Climate change is predicted to have a marked impact on biodiversity, and changes in the distributions of numerous species have already been correlated with ongoing climate change. Climatic oscillations, however, were also the rule during the Pleistocene. A look to the past may therefore shed light on the impact of future climate change. In this thesis, I relate past climatic changes and their impact on biodiversity to future climate change.
I first revisit the role of refugia as areas where African birds and mammals survived adverse climatic conditions. I use bioclimate envelope models to reconstruct climatically suitable ranges of the two taxa during the Last Glacial Maximum, and find that these congregated in the same areas, lending support to the refugia hypothesis. I then focus on one taxonomic group of birds, the African starlings, and explore surrogates for their dispersal ability in relation to range size and range filling.

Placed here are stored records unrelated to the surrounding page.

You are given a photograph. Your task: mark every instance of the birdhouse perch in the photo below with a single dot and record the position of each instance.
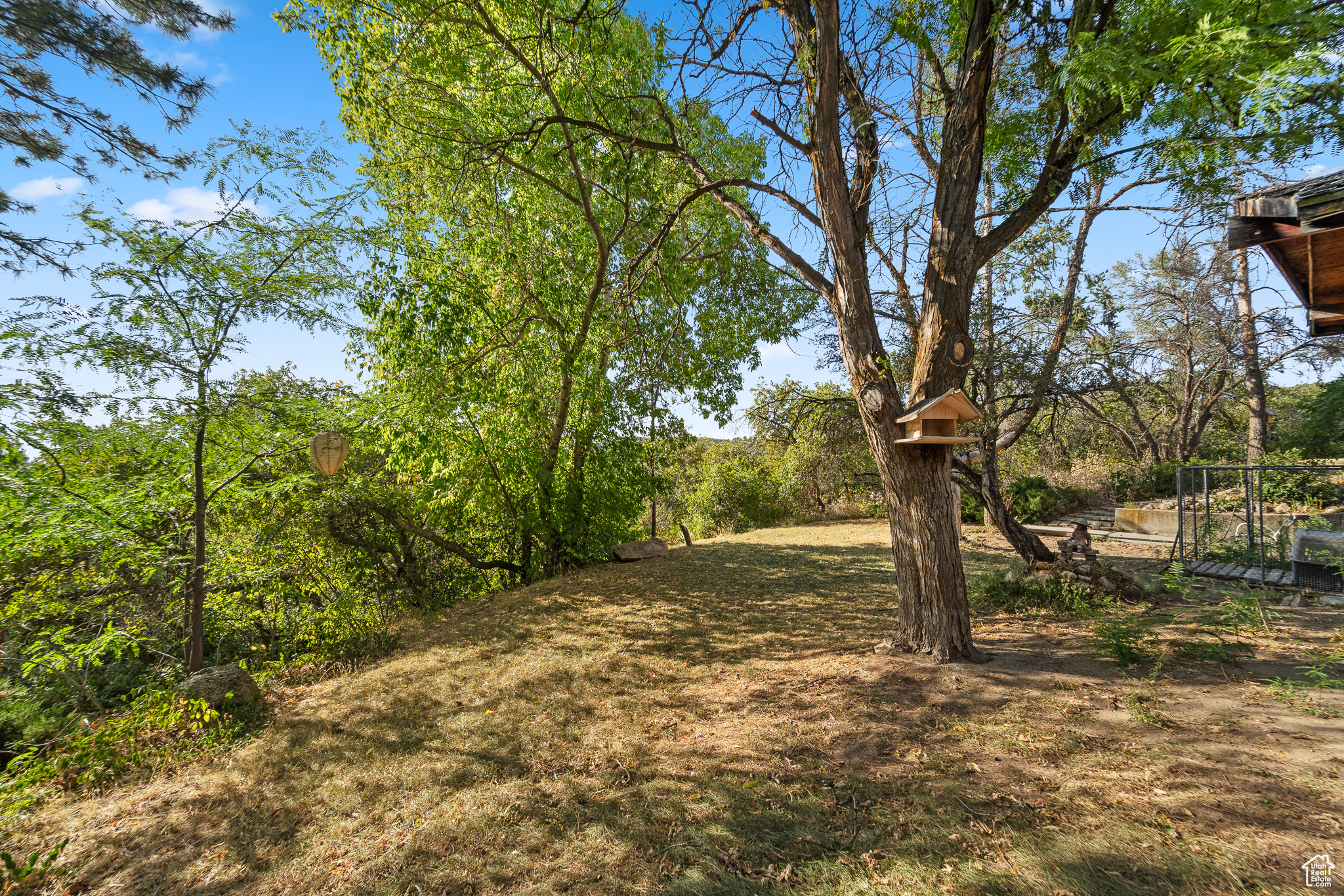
(934, 419)
(328, 452)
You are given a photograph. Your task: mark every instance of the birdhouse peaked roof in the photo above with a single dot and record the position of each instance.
(955, 401)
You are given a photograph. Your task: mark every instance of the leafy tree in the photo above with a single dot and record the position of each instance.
(814, 439)
(41, 123)
(169, 314)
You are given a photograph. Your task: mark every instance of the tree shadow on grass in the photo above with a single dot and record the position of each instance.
(704, 723)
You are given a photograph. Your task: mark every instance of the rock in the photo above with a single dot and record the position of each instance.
(640, 550)
(217, 683)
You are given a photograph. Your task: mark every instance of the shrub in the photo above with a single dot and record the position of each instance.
(1228, 652)
(24, 719)
(1035, 500)
(158, 727)
(737, 492)
(972, 511)
(1125, 641)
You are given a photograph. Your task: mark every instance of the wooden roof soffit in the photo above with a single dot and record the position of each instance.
(1301, 228)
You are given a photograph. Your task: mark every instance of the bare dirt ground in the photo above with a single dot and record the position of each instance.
(717, 722)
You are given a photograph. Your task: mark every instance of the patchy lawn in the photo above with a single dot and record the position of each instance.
(715, 722)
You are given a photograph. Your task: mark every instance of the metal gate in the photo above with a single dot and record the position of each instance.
(1251, 481)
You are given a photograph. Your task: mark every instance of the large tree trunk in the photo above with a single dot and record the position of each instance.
(1257, 436)
(922, 506)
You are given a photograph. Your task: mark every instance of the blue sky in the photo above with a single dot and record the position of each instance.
(276, 79)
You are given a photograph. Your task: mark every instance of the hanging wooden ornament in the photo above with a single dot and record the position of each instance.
(328, 451)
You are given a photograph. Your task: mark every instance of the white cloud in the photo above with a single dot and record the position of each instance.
(187, 205)
(34, 190)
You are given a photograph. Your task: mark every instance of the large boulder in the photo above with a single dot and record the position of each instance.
(640, 550)
(217, 683)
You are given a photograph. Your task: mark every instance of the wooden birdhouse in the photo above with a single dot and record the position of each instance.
(934, 419)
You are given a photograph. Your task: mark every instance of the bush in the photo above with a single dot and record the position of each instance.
(1125, 641)
(156, 729)
(1300, 488)
(972, 511)
(737, 493)
(1035, 500)
(1010, 594)
(24, 720)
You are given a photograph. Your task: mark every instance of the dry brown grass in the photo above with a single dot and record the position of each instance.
(715, 723)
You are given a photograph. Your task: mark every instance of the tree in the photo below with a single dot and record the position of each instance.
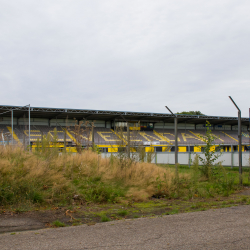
(190, 113)
(210, 155)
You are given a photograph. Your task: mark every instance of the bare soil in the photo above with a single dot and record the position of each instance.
(90, 214)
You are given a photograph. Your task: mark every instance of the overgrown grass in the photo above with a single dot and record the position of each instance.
(45, 177)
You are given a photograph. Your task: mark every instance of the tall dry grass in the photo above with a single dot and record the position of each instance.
(40, 177)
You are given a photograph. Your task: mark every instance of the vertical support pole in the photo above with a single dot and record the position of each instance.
(29, 127)
(24, 141)
(232, 156)
(176, 142)
(12, 139)
(189, 153)
(128, 140)
(93, 137)
(240, 146)
(64, 141)
(239, 136)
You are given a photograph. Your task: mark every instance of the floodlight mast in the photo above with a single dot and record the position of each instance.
(176, 137)
(239, 136)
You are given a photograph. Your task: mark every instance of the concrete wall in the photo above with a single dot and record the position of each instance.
(227, 159)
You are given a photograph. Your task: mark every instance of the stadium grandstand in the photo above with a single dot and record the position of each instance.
(109, 129)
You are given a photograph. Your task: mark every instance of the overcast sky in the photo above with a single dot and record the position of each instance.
(126, 55)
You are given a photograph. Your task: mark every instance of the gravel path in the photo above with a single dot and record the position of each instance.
(227, 228)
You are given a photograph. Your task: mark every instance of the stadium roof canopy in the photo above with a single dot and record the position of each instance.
(79, 114)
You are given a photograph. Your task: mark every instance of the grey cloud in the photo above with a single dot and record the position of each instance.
(126, 55)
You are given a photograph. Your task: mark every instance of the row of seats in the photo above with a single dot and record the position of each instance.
(105, 136)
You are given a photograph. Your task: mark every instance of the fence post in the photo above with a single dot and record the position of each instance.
(232, 156)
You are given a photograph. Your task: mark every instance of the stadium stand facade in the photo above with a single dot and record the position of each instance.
(108, 129)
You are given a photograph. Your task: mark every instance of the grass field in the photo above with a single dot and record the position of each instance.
(45, 179)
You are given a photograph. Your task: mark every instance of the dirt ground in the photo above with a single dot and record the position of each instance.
(90, 214)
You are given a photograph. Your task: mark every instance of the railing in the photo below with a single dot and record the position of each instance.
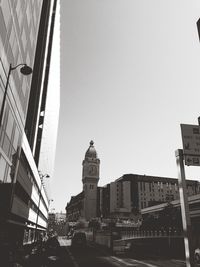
(150, 234)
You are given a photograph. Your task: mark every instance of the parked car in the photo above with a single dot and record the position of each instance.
(79, 239)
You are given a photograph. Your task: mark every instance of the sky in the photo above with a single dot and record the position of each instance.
(130, 75)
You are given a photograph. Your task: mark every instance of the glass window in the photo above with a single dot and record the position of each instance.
(16, 139)
(10, 122)
(2, 168)
(6, 144)
(6, 12)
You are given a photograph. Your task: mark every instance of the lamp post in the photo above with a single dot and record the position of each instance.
(25, 70)
(40, 195)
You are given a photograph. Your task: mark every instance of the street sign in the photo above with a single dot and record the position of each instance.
(191, 144)
(192, 160)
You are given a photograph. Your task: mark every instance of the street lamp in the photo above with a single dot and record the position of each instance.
(40, 195)
(25, 70)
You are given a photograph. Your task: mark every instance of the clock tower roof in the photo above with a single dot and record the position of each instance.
(91, 152)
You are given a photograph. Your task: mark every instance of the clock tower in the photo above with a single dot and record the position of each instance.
(90, 178)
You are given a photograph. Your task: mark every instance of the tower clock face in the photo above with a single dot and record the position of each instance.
(92, 170)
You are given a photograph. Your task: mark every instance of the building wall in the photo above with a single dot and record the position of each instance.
(24, 201)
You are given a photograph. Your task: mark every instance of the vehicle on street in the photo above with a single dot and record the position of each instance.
(79, 239)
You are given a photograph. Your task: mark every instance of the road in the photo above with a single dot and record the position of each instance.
(94, 256)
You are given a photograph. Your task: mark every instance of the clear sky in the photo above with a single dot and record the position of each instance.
(130, 74)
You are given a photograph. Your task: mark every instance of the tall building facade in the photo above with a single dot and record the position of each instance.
(90, 178)
(26, 37)
(131, 193)
(85, 204)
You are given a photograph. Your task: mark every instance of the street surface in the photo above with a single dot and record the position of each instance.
(94, 256)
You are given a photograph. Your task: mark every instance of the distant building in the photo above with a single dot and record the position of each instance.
(130, 193)
(26, 36)
(84, 205)
(123, 198)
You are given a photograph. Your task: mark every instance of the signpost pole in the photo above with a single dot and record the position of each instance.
(184, 208)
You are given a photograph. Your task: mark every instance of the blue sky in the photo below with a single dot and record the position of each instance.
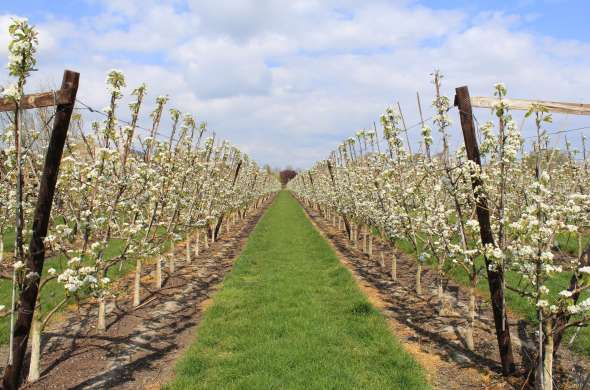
(288, 80)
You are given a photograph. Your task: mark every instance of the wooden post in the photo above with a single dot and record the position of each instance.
(495, 277)
(13, 374)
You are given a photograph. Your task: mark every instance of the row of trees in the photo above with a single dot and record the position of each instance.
(536, 198)
(142, 191)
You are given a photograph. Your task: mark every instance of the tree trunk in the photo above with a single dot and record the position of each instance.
(440, 293)
(188, 250)
(548, 356)
(159, 273)
(171, 264)
(471, 320)
(137, 285)
(418, 279)
(35, 349)
(101, 324)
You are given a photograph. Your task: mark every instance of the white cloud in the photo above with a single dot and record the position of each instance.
(288, 80)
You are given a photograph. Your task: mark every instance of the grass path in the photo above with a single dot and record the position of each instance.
(290, 316)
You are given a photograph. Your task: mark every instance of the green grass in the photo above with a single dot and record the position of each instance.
(290, 316)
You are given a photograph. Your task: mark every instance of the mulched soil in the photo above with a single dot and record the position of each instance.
(140, 346)
(437, 341)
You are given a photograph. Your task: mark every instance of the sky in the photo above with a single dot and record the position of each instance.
(286, 80)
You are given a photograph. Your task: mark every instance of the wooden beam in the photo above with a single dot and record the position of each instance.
(524, 104)
(38, 100)
(495, 275)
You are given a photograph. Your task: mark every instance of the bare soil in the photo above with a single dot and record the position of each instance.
(437, 341)
(140, 346)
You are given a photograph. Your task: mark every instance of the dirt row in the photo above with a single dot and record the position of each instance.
(437, 341)
(140, 346)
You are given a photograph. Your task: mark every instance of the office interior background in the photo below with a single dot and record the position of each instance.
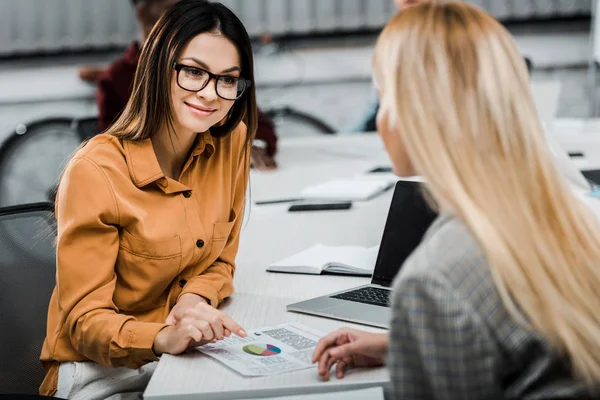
(313, 73)
(313, 56)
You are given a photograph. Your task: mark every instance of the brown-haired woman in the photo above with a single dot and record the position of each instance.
(149, 213)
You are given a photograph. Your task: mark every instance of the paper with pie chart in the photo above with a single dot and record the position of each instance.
(267, 351)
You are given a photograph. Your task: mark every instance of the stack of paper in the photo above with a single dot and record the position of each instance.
(348, 189)
(352, 260)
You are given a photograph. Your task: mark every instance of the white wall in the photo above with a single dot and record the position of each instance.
(31, 26)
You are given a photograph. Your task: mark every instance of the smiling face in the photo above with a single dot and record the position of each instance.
(199, 111)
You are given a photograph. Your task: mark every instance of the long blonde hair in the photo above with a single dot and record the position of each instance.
(456, 90)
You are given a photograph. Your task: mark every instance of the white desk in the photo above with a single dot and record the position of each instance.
(272, 233)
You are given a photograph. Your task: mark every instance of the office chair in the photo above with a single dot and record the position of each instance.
(32, 158)
(27, 278)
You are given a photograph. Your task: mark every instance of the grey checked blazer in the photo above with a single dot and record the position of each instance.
(451, 336)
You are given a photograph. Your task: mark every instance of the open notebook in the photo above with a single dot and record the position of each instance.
(359, 189)
(349, 260)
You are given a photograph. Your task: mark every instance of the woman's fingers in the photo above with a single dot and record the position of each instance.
(340, 369)
(328, 341)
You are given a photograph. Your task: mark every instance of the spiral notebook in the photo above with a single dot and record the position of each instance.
(318, 259)
(360, 189)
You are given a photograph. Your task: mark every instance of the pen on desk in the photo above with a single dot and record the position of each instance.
(278, 201)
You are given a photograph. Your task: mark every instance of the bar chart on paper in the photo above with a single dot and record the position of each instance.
(262, 350)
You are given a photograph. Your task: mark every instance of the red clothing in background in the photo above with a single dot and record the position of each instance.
(116, 84)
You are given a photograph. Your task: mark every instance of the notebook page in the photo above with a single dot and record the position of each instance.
(347, 189)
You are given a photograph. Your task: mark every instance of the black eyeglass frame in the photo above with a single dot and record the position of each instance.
(178, 67)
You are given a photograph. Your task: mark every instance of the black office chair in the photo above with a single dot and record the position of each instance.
(27, 278)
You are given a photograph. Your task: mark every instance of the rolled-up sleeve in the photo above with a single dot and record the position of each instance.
(439, 348)
(87, 249)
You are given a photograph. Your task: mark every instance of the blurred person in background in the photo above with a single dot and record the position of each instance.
(367, 121)
(149, 212)
(115, 84)
(500, 300)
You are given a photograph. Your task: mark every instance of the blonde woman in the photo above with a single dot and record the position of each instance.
(501, 299)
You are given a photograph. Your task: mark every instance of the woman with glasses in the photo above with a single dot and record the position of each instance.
(149, 213)
(500, 300)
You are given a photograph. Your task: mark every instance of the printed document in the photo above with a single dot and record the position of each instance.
(267, 351)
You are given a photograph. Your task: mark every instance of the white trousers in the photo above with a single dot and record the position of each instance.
(91, 381)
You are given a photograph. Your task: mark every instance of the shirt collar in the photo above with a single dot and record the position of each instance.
(143, 165)
(141, 162)
(204, 144)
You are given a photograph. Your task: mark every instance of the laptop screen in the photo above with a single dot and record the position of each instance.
(408, 220)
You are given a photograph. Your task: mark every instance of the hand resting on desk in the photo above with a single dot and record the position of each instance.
(350, 348)
(193, 322)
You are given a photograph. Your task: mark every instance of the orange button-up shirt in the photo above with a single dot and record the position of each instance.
(131, 241)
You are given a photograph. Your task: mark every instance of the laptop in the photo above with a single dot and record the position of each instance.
(408, 219)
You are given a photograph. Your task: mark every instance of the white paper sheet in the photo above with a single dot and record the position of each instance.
(267, 351)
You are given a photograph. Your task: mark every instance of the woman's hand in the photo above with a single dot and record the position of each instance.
(194, 323)
(349, 348)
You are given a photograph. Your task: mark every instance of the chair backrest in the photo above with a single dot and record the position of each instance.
(27, 278)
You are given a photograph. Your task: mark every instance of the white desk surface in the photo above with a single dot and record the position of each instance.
(271, 233)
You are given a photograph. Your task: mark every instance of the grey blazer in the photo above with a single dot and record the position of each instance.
(452, 337)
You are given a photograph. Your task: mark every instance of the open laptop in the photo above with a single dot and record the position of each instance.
(408, 219)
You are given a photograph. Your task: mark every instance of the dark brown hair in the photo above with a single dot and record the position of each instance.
(149, 107)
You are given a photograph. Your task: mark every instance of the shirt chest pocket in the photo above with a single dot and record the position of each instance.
(221, 233)
(145, 271)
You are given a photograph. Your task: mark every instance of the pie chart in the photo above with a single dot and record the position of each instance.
(263, 350)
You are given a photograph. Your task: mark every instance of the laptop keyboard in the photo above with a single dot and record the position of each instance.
(367, 295)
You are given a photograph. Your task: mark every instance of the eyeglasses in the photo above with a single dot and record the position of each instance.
(194, 79)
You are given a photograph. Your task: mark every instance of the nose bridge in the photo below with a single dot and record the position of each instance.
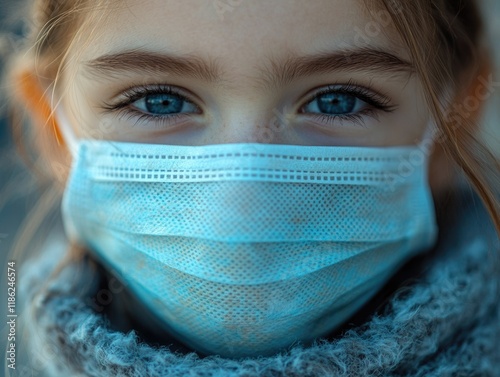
(252, 126)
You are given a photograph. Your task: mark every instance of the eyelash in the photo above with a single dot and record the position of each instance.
(133, 94)
(377, 102)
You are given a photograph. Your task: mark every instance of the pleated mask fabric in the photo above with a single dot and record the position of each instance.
(243, 249)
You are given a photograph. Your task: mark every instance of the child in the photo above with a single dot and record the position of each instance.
(256, 188)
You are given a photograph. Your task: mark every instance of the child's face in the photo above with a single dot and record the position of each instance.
(263, 77)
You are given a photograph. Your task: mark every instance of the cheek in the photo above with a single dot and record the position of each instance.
(441, 172)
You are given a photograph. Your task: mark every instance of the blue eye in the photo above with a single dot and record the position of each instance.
(345, 103)
(163, 104)
(335, 104)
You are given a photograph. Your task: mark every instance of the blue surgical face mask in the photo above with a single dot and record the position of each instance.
(244, 249)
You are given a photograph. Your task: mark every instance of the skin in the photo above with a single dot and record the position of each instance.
(238, 107)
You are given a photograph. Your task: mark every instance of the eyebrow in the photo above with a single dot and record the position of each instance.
(276, 72)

Next, I take a critical view of the tools I use and the assumptions behind them. Bioclimate envelope models are the most widely used tool to forecast the impact of climate change on species distributions, and species that are predicted to have reduced or no climatically suitable range in the future are considered at risk. However, by hindcasting bioclimate envelope models, I find that that several extant species are modelled to have no climatically suitable range in the Last Glacial Maximum, even though we know they existed in that period and persisted until today. This cautions against interpreting uncritical forecasts of reduction in bioclimate envelopes as strong evidence for species extinction due to future climate change. Finally, I discuss how our perception of species’ abilities to cope with future climate change is altered by novel geophysical findings of abrupt climatic changes in the past. Climatic changes in the Pleistocene have generally been regarded as gradual, and therefore not detrimental for biodiversity, while the current rapid climate change is assumed to pose a marked threat. The new studies support the view that abrupt climatic changes were more common in the past, yet species have nevertheless managed to persist. Although this may imply that current climate change may not impose a big threat to biodiversity, habitat fragmentation doubtless alters this view.